The Buro case never reached the jury. Buro began his suit in the Supreme Court of the State of New York, and the defendant removed it to the District Court of the United States for the Eastern District of New York. There the judge granted a motion for summary judgment made by the defendant on the basis of the plaintiff’s deposition and the terms of the general agency agreement entered into by the ■ defendant with the United States through the War Shipping Administration. The plaintiff failed to challenge an affidavit of the defendant’s treasurer to the effect that his company managed the “William Penn” “in accordance with the terms of the aforementioned General Agency Agreement, and not otherwise.” As in the McGowan case, the opinion of the district court, D.C.E.D.N.Y., 75 F.Supp. 371, relied on the Caldarola case, supra, as establishing that the agent was not liable for the negligence of the personnel employed by the Government to operate the vessel.

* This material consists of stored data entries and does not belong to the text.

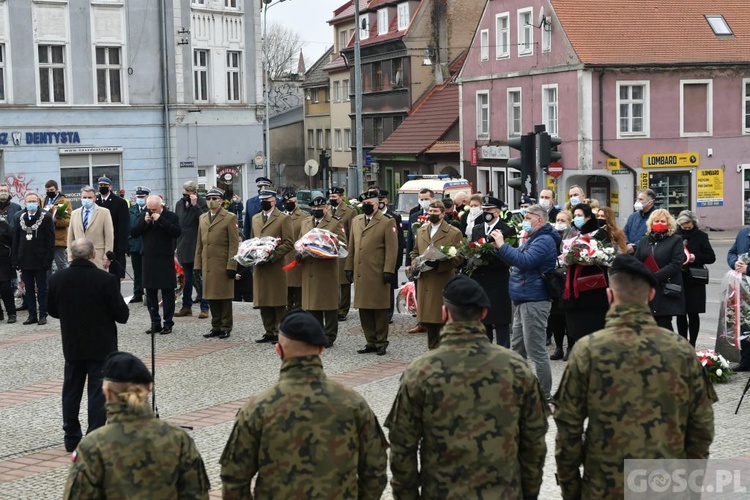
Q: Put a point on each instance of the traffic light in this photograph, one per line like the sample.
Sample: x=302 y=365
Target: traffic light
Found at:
x=526 y=164
x=548 y=149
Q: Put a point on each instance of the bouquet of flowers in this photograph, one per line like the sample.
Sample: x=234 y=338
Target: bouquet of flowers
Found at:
x=476 y=253
x=715 y=365
x=734 y=311
x=586 y=251
x=430 y=258
x=256 y=250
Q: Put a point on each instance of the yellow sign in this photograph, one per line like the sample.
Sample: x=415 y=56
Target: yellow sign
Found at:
x=613 y=164
x=669 y=160
x=710 y=188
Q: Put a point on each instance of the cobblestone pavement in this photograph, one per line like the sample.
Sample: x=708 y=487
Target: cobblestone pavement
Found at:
x=201 y=383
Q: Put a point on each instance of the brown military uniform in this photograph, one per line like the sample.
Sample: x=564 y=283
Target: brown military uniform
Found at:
x=645 y=395
x=372 y=250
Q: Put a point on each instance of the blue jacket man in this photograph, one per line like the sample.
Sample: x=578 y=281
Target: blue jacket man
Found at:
x=531 y=302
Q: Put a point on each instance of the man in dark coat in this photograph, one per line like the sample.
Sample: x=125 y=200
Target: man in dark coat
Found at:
x=118 y=209
x=159 y=230
x=492 y=273
x=188 y=210
x=87 y=301
x=33 y=252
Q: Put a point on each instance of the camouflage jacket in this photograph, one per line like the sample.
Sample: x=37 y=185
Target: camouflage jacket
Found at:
x=477 y=416
x=645 y=395
x=305 y=437
x=136 y=456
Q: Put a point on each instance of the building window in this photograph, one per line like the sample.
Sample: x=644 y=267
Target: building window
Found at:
x=200 y=75
x=233 y=76
x=514 y=112
x=632 y=109
x=51 y=73
x=549 y=108
x=502 y=36
x=525 y=32
x=403 y=16
x=383 y=21
x=484 y=45
x=108 y=72
x=483 y=115
x=696 y=108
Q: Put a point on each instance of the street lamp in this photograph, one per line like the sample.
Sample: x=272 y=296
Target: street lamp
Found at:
x=267 y=83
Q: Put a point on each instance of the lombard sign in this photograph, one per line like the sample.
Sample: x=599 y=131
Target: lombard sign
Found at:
x=16 y=138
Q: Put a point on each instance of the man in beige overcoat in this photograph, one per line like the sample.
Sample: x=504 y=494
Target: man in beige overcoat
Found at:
x=320 y=278
x=269 y=279
x=215 y=248
x=431 y=283
x=373 y=247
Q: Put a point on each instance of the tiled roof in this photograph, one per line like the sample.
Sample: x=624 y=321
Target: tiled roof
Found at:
x=427 y=124
x=620 y=32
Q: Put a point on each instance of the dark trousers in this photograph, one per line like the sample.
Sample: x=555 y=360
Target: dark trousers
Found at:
x=345 y=300
x=271 y=317
x=76 y=373
x=152 y=301
x=6 y=293
x=689 y=323
x=35 y=282
x=137 y=260
x=293 y=297
x=221 y=315
x=329 y=320
x=375 y=326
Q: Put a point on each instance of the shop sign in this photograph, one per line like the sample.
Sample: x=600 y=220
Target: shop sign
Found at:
x=670 y=160
x=710 y=188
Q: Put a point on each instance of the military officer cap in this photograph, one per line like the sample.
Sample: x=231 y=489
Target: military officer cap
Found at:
x=124 y=367
x=318 y=201
x=625 y=263
x=302 y=326
x=491 y=202
x=215 y=192
x=464 y=291
x=267 y=193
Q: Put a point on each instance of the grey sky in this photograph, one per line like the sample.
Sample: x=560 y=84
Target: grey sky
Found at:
x=309 y=19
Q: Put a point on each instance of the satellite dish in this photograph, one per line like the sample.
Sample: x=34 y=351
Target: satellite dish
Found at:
x=311 y=167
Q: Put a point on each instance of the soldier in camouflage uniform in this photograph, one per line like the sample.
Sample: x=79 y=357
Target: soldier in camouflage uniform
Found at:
x=306 y=436
x=641 y=387
x=473 y=411
x=135 y=455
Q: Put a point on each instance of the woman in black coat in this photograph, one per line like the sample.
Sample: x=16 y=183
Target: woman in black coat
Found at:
x=661 y=250
x=585 y=310
x=701 y=253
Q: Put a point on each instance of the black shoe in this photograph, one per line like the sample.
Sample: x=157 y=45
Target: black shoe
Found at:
x=265 y=339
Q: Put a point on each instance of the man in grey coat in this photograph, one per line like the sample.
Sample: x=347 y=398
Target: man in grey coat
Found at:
x=188 y=209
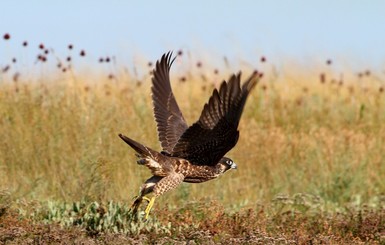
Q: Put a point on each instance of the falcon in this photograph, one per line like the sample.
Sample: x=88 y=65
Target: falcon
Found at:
x=195 y=153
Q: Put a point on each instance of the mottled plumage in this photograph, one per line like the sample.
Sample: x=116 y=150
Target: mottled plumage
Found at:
x=192 y=154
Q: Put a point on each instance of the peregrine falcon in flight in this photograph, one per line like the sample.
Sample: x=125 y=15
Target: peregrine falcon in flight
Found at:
x=193 y=153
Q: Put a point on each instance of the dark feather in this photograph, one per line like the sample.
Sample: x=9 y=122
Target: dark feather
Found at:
x=170 y=122
x=216 y=131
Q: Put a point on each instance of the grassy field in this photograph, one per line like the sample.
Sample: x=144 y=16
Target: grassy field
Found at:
x=311 y=162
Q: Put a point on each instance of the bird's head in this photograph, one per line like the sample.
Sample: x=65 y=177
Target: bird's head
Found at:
x=226 y=164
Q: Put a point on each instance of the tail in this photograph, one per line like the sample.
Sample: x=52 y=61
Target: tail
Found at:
x=143 y=151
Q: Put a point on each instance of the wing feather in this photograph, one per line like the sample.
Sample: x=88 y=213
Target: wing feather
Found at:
x=170 y=121
x=216 y=131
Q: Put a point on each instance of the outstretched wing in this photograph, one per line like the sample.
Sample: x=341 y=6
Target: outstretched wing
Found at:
x=170 y=122
x=216 y=131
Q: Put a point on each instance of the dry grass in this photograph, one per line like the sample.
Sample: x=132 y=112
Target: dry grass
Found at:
x=327 y=140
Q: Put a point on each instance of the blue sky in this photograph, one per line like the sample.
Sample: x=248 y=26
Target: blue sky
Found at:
x=300 y=30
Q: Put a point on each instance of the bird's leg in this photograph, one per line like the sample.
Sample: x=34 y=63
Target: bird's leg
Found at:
x=149 y=207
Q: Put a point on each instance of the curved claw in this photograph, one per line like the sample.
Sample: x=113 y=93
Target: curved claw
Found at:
x=149 y=207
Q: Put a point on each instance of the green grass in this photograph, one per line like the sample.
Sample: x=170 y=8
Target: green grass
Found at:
x=326 y=141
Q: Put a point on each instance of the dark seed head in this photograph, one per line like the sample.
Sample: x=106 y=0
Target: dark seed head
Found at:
x=182 y=79
x=322 y=78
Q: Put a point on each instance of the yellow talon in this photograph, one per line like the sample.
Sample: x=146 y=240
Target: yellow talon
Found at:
x=149 y=206
x=147 y=199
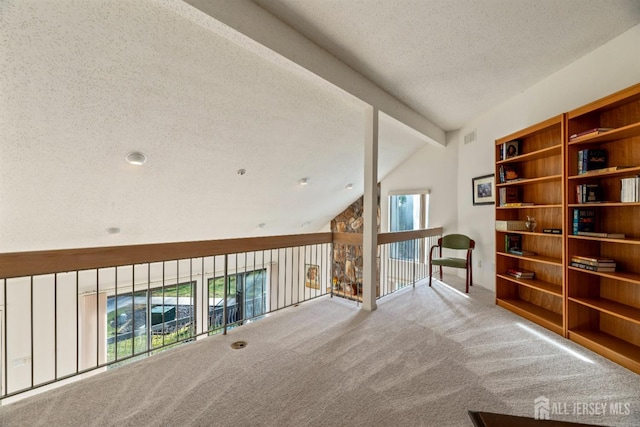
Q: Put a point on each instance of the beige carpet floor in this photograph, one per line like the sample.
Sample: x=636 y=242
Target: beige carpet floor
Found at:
x=423 y=358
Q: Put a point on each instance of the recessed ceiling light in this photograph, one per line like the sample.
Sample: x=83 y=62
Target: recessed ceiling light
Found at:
x=136 y=158
x=113 y=230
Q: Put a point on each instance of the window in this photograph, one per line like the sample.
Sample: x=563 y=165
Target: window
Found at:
x=246 y=297
x=408 y=211
x=169 y=310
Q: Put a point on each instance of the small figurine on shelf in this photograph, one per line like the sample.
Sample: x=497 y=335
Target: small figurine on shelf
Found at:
x=531 y=223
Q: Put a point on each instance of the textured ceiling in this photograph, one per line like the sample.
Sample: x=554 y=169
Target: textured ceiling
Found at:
x=84 y=83
x=451 y=60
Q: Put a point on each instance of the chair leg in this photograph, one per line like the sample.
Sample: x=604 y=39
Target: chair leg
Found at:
x=467 y=281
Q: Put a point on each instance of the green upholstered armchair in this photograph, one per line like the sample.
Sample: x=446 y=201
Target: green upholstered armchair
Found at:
x=453 y=241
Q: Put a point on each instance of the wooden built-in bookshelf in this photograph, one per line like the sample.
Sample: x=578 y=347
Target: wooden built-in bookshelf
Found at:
x=541 y=174
x=603 y=308
x=597 y=309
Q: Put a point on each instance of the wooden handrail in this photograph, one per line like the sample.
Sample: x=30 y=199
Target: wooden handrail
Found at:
x=20 y=264
x=401 y=236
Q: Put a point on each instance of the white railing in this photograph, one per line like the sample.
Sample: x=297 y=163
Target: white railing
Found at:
x=66 y=313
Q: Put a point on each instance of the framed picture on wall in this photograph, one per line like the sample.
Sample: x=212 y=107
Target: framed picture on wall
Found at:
x=484 y=190
x=312 y=276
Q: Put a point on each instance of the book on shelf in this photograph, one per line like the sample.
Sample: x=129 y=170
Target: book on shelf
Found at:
x=508 y=173
x=604 y=170
x=596 y=263
x=630 y=190
x=591 y=159
x=584 y=220
x=552 y=230
x=596 y=234
x=510 y=225
x=521 y=252
x=510 y=149
x=509 y=195
x=589 y=132
x=593 y=267
x=517 y=204
x=588 y=193
x=592 y=259
x=520 y=273
x=512 y=242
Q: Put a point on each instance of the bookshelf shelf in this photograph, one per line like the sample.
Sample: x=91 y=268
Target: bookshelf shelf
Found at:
x=531 y=180
x=598 y=310
x=554 y=150
x=611 y=347
x=534 y=258
x=602 y=309
x=612 y=135
x=626 y=241
x=535 y=313
x=626 y=171
x=616 y=275
x=541 y=161
x=529 y=233
x=613 y=308
x=603 y=204
x=539 y=285
x=530 y=207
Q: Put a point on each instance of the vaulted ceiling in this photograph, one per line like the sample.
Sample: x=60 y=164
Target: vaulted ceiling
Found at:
x=206 y=88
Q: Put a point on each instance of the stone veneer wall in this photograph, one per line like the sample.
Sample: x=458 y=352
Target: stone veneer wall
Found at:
x=347 y=259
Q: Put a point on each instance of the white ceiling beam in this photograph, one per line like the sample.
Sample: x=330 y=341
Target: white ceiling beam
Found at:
x=257 y=24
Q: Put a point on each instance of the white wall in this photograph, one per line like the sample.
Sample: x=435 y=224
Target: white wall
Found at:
x=612 y=67
x=432 y=167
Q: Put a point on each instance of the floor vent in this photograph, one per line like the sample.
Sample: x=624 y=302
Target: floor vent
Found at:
x=238 y=345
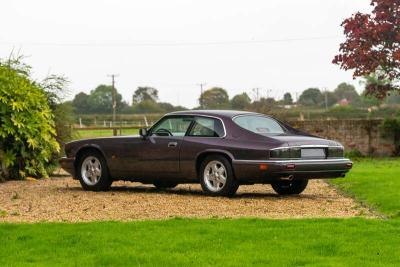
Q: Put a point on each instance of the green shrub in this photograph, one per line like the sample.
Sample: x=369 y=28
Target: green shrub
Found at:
x=391 y=129
x=27 y=131
x=354 y=154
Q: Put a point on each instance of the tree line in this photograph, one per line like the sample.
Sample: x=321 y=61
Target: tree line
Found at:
x=145 y=100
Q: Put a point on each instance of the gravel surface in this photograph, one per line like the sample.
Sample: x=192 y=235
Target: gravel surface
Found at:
x=62 y=199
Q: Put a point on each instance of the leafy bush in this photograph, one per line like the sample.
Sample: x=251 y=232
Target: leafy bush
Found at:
x=27 y=130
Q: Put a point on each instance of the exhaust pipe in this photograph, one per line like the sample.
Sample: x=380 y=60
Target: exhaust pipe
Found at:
x=288 y=178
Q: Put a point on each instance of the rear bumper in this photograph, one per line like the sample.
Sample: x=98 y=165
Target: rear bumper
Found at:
x=269 y=170
x=68 y=165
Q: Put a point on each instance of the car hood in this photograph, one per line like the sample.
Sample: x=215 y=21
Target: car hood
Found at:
x=298 y=140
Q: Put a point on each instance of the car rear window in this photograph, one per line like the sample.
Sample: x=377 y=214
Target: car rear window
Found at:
x=259 y=124
x=207 y=127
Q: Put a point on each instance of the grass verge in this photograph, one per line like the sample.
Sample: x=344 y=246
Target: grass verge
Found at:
x=224 y=242
x=183 y=242
x=376 y=183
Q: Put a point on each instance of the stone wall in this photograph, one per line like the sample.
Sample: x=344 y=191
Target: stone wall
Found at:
x=363 y=135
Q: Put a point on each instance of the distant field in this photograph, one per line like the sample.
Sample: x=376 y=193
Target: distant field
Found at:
x=83 y=134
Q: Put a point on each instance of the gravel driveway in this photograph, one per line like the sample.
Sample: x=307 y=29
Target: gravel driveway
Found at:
x=62 y=199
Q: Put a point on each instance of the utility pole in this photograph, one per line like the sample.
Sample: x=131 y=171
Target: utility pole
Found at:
x=257 y=93
x=326 y=98
x=114 y=100
x=201 y=93
x=268 y=92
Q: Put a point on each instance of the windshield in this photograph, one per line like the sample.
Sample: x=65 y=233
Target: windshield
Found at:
x=259 y=124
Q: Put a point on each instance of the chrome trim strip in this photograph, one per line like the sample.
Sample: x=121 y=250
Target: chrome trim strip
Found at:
x=306 y=146
x=342 y=160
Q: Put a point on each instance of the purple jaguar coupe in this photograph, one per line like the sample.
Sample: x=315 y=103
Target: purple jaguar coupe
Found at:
x=218 y=149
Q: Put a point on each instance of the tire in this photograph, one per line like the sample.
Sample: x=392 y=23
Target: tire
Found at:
x=97 y=178
x=216 y=176
x=164 y=184
x=294 y=187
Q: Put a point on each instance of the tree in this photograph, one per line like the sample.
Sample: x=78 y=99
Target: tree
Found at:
x=241 y=101
x=264 y=105
x=80 y=103
x=100 y=99
x=214 y=98
x=145 y=94
x=348 y=91
x=330 y=97
x=287 y=99
x=311 y=97
x=27 y=130
x=372 y=46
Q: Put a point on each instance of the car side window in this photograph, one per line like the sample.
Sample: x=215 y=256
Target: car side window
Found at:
x=207 y=127
x=174 y=126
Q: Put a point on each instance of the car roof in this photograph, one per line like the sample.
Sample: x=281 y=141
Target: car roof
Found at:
x=215 y=113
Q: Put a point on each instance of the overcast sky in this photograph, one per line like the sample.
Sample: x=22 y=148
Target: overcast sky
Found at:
x=276 y=45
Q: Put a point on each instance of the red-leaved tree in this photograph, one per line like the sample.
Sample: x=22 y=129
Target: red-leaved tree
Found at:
x=372 y=47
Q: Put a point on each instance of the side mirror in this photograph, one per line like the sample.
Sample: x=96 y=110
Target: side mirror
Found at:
x=143 y=132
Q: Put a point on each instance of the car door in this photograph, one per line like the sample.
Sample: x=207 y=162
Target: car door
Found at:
x=160 y=151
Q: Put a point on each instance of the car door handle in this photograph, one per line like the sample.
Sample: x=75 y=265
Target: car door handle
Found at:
x=172 y=144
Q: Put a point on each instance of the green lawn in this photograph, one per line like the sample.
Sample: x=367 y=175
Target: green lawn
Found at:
x=375 y=182
x=183 y=242
x=83 y=134
x=225 y=242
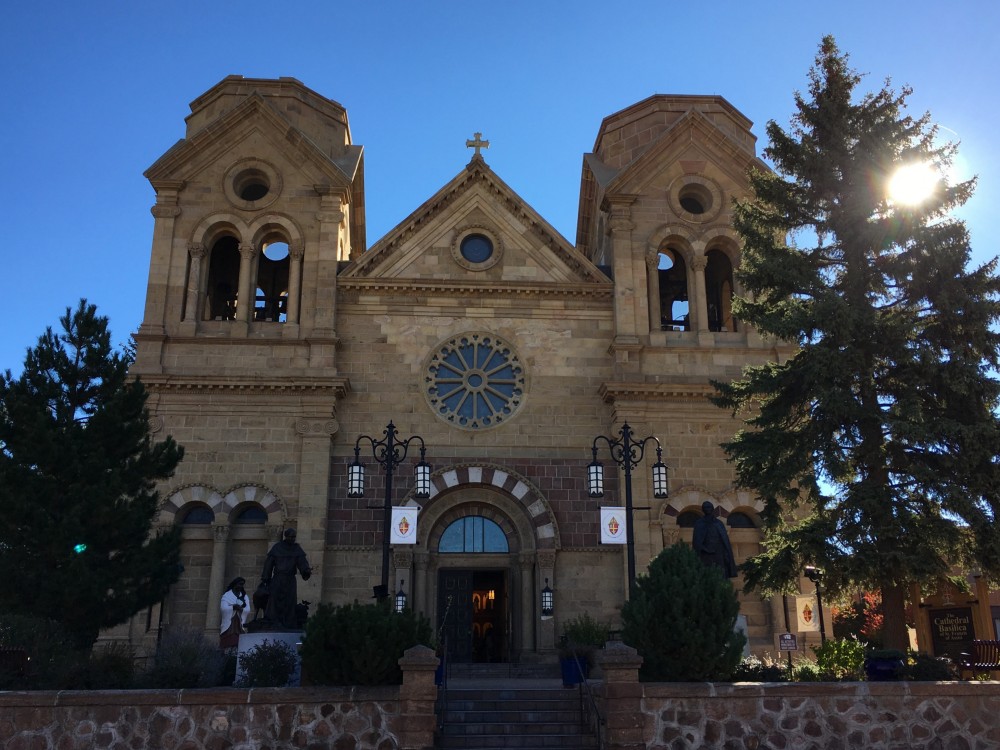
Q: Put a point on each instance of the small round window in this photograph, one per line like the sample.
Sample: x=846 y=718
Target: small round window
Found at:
x=476 y=248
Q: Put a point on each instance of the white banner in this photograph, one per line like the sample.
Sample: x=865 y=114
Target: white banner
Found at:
x=807 y=613
x=403 y=529
x=613 y=526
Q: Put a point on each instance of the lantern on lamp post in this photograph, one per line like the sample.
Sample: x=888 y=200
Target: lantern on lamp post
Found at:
x=627 y=452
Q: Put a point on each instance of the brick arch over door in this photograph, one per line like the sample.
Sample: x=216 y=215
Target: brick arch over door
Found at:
x=526 y=510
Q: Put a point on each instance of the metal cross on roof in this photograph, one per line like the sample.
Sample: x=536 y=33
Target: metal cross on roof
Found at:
x=477 y=143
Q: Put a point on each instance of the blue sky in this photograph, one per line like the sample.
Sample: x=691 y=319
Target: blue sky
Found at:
x=95 y=92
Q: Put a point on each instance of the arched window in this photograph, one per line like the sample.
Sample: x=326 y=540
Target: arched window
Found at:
x=198 y=514
x=672 y=273
x=473 y=534
x=223 y=279
x=688 y=518
x=271 y=303
x=740 y=520
x=719 y=288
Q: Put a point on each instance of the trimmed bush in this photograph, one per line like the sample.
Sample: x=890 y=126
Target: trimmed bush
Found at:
x=680 y=619
x=185 y=659
x=268 y=664
x=360 y=644
x=841 y=659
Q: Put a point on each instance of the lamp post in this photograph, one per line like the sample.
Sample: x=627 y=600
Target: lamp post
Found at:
x=814 y=574
x=388 y=453
x=627 y=452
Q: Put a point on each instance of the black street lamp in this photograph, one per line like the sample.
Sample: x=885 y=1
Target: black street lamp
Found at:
x=815 y=574
x=627 y=452
x=388 y=453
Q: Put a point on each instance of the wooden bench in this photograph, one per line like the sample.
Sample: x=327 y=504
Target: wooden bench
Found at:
x=983 y=657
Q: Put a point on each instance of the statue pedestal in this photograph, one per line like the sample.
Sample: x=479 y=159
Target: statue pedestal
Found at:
x=292 y=638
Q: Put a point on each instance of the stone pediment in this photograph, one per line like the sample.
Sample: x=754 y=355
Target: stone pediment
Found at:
x=520 y=250
x=693 y=142
x=255 y=116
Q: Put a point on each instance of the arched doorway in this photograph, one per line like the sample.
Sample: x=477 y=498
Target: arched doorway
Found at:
x=488 y=545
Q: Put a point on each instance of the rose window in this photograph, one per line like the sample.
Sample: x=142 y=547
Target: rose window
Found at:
x=475 y=381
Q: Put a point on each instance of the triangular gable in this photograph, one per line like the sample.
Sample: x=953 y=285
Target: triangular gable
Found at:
x=692 y=132
x=390 y=256
x=189 y=155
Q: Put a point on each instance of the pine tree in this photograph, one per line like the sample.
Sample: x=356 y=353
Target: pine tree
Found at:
x=874 y=447
x=77 y=495
x=681 y=618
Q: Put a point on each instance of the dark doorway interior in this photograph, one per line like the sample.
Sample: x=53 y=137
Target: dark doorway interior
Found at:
x=472 y=615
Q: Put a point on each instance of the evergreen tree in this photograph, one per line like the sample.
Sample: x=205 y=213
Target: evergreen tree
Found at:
x=680 y=618
x=874 y=447
x=77 y=473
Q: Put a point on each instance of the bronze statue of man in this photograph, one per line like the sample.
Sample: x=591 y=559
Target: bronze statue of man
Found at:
x=711 y=542
x=285 y=558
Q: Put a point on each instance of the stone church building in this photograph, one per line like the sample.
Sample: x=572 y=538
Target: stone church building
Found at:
x=275 y=336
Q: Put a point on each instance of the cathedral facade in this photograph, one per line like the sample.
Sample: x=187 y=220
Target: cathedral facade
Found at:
x=281 y=350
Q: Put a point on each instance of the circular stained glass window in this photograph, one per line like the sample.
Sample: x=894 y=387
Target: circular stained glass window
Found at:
x=476 y=248
x=475 y=381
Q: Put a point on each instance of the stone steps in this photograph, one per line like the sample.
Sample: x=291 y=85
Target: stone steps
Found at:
x=485 y=708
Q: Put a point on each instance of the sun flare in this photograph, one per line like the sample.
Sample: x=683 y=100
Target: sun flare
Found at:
x=914 y=183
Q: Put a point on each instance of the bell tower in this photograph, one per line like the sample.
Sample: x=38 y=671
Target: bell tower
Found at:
x=255 y=208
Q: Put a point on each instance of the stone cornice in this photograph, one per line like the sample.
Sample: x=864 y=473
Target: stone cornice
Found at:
x=616 y=391
x=339 y=386
x=451 y=288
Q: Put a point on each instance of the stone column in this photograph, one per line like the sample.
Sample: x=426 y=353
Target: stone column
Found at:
x=622 y=694
x=246 y=294
x=314 y=480
x=402 y=567
x=546 y=628
x=529 y=638
x=628 y=303
x=216 y=579
x=415 y=724
x=165 y=213
x=421 y=593
x=295 y=254
x=653 y=285
x=194 y=294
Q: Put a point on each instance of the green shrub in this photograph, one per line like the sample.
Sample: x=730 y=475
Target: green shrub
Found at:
x=927 y=668
x=757 y=669
x=680 y=619
x=360 y=644
x=806 y=671
x=185 y=659
x=111 y=667
x=841 y=659
x=268 y=664
x=581 y=637
x=51 y=652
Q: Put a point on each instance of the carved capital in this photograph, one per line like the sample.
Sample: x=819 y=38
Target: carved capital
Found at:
x=546 y=560
x=331 y=217
x=165 y=212
x=314 y=427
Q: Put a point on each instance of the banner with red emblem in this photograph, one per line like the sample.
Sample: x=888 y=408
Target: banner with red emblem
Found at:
x=613 y=526
x=403 y=529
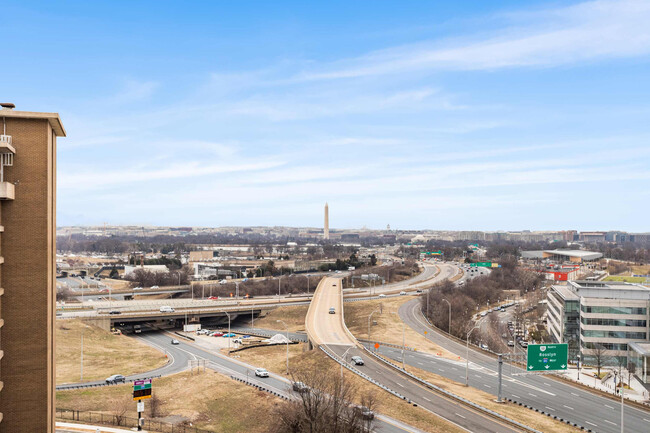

We agree with the result in each case. Indeed, the situations here in their major outlines are the same as those which confronted the Supreme Court in the Caldarola case. There the defendant was the general agent for a vessel owned by the United States under an agreement substantially the same as the ones here involved. There, too, the plaintiff was the employee of a firm engaged to work on the vessel. In the course of his work he was injured by the negligent operation and maintenance of the vessel. The Supreme Court concluded that such general agency agreements should not be read “so as to find the Agents to be owners pro hac vice in possession and control of the vessel.” 332 U.S. 155, at page 159, 67 S.Ct. 1571, 91 L.Ed. 1968. Moreover, .that Court particularly noted the contention urged by the Government as amicus curiae, namely, that, if a contrary result obtained, issues affecting the immunity of such vessels in foreign ports, as well as questions of local taxation, would plague the operation of Government-owned vessels. Indeed, these very considerations in a large measure accounted for the result there reached. They are equally applicable here. The facts before us fall within the 'holding in the Caldarola case.

The plaintiffs argue, however, that, where the general agent is in fact in possession and control of the vessel, it is liable for negligence resulting from its conduct. They say, further, that in such a situation the agency contract with the Government will not relieve it of responsibility for its torts. We need not consider the validity of this assumption, for the plaintiffs have failed to make any showing of such control and possession on the part of the defendants. The evidence relied on by McGowan no more than demonstrates that the defendant’s acts were consistent with the contractual provisions entered into with the Government, while in the Buro case, the defendant’s affidavit that it managed the “William *927Penn” “in accordance with the terms of the aforementioned General Agency Agreement, and not otherwise,” was not denied. It is settled that the general agency agreement does not make the agent the owner pro hac vice of the vessel so as to impose liability on the agent for injuries such as we have here. It would be an absurdity in such circumstances to impose liability on the agent where its acts have been in accordance with the provisions of the agreement and consistent therewith. That is the situation we have here.

Nor does Hust v. Moore-McCormack Lines, 328 U.S. 707, 66 S.Ct. 1218, 90 L.Ed. 1534, aid the plaintiffs. The Caldarola decision has narrowed the holding in the Hust case to such an extent that the general agent is liable only as “employer” to those seamen on the vessel who are injured as a result of negligence in connection with its operation. The case goes no further than that. Shilman v. United States, 2 Cir., 164 F.2d 649, certiorari denied 333 U.S. 837, 68 S.Ct. 608; Dichmann, Wright & Pugh, Inc. v. Weade, 4 Cir., 168 F.2d 914; Publicker Commercial Alcohol Co. v. Independent Towing Co., 3 Cir., 165 F. 2d 1002. Indeed, in Shilman v. United States, supra, this court held that the agent was not even the “employer” so as to be liable to the seamen for their wages or other contractual obligations.

Accordingly we affirm the judgment in each case.